His production has not changed but improved proficiency in various aspects of the game has made Coatta a bigger threat. He scored two shorthanded goals on the same Eagan power play Tuesday, fueling the second-ranked Skippers' 4-2 victory at the Pagel Activity Center.
"When he played with [Max] Gardiner, he was more of a guy who went to the net and picked up the garbage," Skippers coach Brian Urick said. "Now he's a little more dangerous off the rush because his skating has gotten better and he's stronger on the puck."
With the score tied 1-1, No. 4 Eagan (8-2) went on the power play early in the second period. When two Wildcats players got tangled and fell near their blue line, Coatta pounced.
Improved quickness, Coatta said, "helps a lot on the penalty kill.
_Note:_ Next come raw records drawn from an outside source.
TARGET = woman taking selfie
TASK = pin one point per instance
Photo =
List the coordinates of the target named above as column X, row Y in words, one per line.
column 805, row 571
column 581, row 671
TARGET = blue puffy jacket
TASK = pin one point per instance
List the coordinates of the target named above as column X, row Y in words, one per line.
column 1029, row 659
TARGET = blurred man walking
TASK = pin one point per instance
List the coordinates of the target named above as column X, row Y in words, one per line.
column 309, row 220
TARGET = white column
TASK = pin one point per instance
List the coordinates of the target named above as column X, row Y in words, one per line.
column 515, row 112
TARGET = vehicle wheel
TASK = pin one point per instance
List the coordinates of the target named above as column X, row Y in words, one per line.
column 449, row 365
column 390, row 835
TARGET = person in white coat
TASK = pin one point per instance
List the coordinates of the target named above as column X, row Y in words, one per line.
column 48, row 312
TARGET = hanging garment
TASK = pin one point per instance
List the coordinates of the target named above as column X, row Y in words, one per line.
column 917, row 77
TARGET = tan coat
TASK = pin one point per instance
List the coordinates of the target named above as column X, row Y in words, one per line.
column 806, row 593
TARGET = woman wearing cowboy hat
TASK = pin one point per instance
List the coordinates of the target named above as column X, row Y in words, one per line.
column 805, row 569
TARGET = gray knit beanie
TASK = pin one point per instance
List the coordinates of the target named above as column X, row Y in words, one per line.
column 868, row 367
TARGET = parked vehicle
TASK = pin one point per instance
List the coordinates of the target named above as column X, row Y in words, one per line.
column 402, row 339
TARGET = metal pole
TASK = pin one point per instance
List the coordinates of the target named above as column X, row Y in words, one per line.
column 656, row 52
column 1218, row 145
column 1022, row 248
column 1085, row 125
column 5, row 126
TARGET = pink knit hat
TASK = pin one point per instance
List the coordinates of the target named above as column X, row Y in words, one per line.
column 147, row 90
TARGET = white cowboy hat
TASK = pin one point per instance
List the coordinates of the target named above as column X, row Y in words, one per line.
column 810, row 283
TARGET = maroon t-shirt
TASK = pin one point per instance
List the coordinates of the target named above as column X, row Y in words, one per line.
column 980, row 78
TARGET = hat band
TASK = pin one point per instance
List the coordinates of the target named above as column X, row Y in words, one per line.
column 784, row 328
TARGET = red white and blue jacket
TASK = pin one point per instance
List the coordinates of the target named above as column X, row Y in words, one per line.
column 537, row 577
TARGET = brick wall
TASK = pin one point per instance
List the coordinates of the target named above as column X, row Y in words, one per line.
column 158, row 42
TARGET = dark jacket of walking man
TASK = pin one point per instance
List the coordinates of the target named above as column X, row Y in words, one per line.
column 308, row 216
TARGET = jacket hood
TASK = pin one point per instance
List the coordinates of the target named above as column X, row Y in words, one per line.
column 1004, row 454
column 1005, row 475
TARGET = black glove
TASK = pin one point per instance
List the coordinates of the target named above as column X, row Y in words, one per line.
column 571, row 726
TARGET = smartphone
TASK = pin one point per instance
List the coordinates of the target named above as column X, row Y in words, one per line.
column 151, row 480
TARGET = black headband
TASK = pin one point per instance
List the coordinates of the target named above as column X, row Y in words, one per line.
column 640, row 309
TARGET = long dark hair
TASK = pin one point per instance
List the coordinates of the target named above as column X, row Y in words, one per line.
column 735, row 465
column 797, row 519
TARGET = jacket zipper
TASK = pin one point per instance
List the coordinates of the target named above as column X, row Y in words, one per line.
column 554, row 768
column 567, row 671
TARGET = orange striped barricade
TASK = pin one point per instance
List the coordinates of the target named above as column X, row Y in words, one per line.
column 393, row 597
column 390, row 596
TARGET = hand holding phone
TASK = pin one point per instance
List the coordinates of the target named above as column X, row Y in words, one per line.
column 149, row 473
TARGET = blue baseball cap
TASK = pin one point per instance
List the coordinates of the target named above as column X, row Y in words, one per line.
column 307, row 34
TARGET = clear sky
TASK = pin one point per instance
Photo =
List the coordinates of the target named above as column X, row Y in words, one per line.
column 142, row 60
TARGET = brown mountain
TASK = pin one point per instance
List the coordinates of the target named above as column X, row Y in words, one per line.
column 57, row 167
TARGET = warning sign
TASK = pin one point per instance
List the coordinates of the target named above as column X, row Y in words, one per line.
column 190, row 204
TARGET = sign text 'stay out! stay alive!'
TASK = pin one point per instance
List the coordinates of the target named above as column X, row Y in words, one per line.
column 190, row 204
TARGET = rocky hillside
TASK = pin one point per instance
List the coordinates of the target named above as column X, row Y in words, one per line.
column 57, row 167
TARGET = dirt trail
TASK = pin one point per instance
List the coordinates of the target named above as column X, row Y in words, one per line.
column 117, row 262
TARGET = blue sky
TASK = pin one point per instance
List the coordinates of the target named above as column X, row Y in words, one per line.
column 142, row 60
You can jump on loose pucks quicker."
Urick knew what was coming even before Coatta slipped a puck past goaltender Christian Butler.
"When you give Coatta a breakaway, it's usually going to be a bad story," Urick said.
Coatta struck again less than a minute later, beating Butler back to the net for a goal and a 3-1 lead for the Skippers (11-1).
"One power play killed us," Eagan coach Mike Taylor said.
But the Wildcats fought back. Will Merchant cut the Minnetonka lead to 3-2 at 12:21 of the second period with his second goal of the game. Concerned that Merchant has not drawn Division I college offers, Taylor had a message for coaches who question whether Merchant's passion matches his playmaking abilities.
"If you didn't see it tonight, you should look for a new profession," Taylor said. "He's an all-world kid, and he competed like a maniac out there tonight."
Eagan used its size and strength advantage to limit Minnetonka's attack. But Erik Baskin, one of the Skippers' most rugged forwards, showed similar grit fighting for the puck and setting up Jack Ramsey's deciding third-period goal.